Dec 29, 2011 7:13 pm

[quote=Kresge]

ML's new PMD program calls for:

250,000 PC's

30 million "suggested" total assets by the end of the 3 year program (50% fee based)  looking at 10 million in assets per year...

realistically how attainable are these goals vs reality starting from scratch?

[/quote]

$10 mil a year for someone brand new sound pretty steep.

I'm guessing that the wire's want you to bring in whatever...  Then can you after the 3 years and keep a good portion of the assets.

Never worked for a wire, so thats mearly a guess.

Amber

Dec 29, 2011 7:41 pm

It's actually not quite 10mm a year if you have any growth of your book due to market gains during that period. 

Either way, it's a stretch. Who cares though.  Keep your head down.  Work your tail off.  Build it as big as you can and if they send you packing go to another firm or go Indy.  The pretty Bull logo and the salary are better than alot of other firns offer. 

Dec 29, 2011 10:45 pm

ive watched multiple people do it.  Its not impossible.  Most of the people I see NOT doing it are people that I could have told you day 1 had no chance of doing it.  

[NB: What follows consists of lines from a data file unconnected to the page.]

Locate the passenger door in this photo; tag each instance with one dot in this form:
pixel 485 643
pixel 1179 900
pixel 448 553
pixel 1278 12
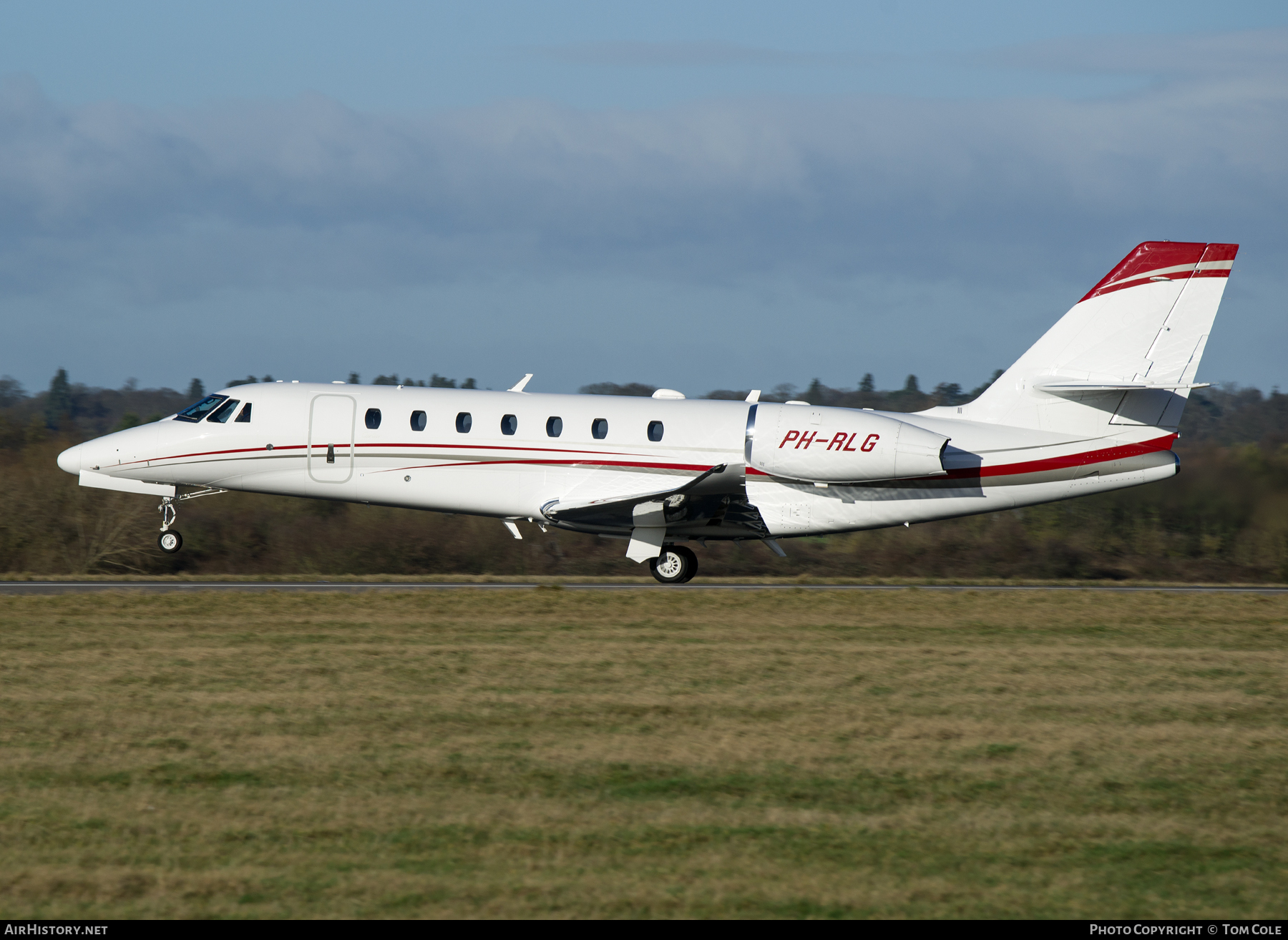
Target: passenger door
pixel 331 438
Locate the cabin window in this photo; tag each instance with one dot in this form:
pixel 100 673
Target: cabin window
pixel 195 412
pixel 225 411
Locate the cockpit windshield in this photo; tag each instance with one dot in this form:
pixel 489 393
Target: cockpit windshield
pixel 225 411
pixel 195 412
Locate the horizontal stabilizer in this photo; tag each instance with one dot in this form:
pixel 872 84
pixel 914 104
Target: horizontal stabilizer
pixel 1080 388
pixel 1139 334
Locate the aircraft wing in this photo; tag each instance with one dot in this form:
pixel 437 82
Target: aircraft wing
pixel 714 497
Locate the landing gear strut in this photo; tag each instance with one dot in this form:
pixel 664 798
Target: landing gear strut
pixel 170 541
pixel 675 566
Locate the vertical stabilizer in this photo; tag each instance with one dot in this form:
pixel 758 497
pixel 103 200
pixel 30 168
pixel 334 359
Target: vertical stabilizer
pixel 1126 353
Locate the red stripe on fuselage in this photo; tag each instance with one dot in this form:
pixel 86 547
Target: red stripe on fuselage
pixel 1032 466
pixel 1072 460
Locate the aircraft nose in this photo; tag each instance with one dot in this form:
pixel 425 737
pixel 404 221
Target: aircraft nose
pixel 70 460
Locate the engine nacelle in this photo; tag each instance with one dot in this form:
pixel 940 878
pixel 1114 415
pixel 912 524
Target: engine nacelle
pixel 819 444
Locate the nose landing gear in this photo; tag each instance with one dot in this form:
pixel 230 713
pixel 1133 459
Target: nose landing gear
pixel 170 541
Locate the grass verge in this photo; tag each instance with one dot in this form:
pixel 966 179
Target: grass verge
pixel 550 753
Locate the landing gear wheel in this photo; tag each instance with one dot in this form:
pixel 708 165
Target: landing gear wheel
pixel 675 566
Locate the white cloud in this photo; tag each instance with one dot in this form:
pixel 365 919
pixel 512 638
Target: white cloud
pixel 308 193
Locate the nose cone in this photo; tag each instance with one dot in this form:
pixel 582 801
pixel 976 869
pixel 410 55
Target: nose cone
pixel 70 460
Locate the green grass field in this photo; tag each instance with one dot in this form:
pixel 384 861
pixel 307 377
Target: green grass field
pixel 554 753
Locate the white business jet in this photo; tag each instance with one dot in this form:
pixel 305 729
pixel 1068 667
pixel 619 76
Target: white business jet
pixel 1094 406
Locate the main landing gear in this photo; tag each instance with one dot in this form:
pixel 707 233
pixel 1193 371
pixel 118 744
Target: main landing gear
pixel 675 566
pixel 170 541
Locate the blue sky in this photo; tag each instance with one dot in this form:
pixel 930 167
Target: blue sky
pixel 692 195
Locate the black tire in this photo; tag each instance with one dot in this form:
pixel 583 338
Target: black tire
pixel 675 566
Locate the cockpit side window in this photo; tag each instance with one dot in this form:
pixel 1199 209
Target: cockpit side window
pixel 195 412
pixel 225 411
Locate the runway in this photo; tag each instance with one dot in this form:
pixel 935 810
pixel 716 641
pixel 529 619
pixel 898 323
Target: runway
pixel 34 587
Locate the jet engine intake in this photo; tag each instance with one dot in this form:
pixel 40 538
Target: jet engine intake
pixel 819 444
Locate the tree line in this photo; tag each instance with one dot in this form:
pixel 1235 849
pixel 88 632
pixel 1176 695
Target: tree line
pixel 1224 519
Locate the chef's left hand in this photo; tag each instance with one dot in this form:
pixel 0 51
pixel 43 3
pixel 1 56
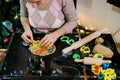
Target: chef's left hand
pixel 49 39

There are only a few common themes if you haven figured it out yet:

1) bust it for 3 years and have a good chance of making it.

2) Don't bust it and hope (pray?) to inherit when someone leaves.

3) be related to a current 7 figure producer.  

If you have no relatives doing this and you don't like "chance", then start working.

I had a discussion about this with an attorney friend the other day.  He is working himself up the partner ladder rather quickly at a sizable firm.  He said "its amazing how many good things happen when you decide to do NOTHING MORE than SHOW UP."  So show up.  

Dec 30, 2011 3:09 am

[quote=Kresge]

ML's new PMD program calls for:

250,000 PC's

30 million "suggested" total assets by the end of the 3 year program (50% fee based)  looking at 10 million in assets per year...

realistically how attainable are these goals vs reality starting from scratch?

[/quote]

I started in production 4 years ago (wire) just in time for the yiled curve to invert and recession to loom on the horizon. I beat all the hurdles and was recruited hard. I moved wires 2 years in.

When I started, I decided to do it cold no natural network,etc. and have never regretted that decision. Do a little networking now, and some seminars, but I still cold call every day. Today (164 dials today, 2 prospects developed).  I brought in 9.5 million in new money/transfers this year. 

Next question?

Jan 2, 2012 4:23 pm

Takingnames,

You mentioned that you moved to a different wire 2 years in....how hard is it to move your book with companies having no contact clauses in place?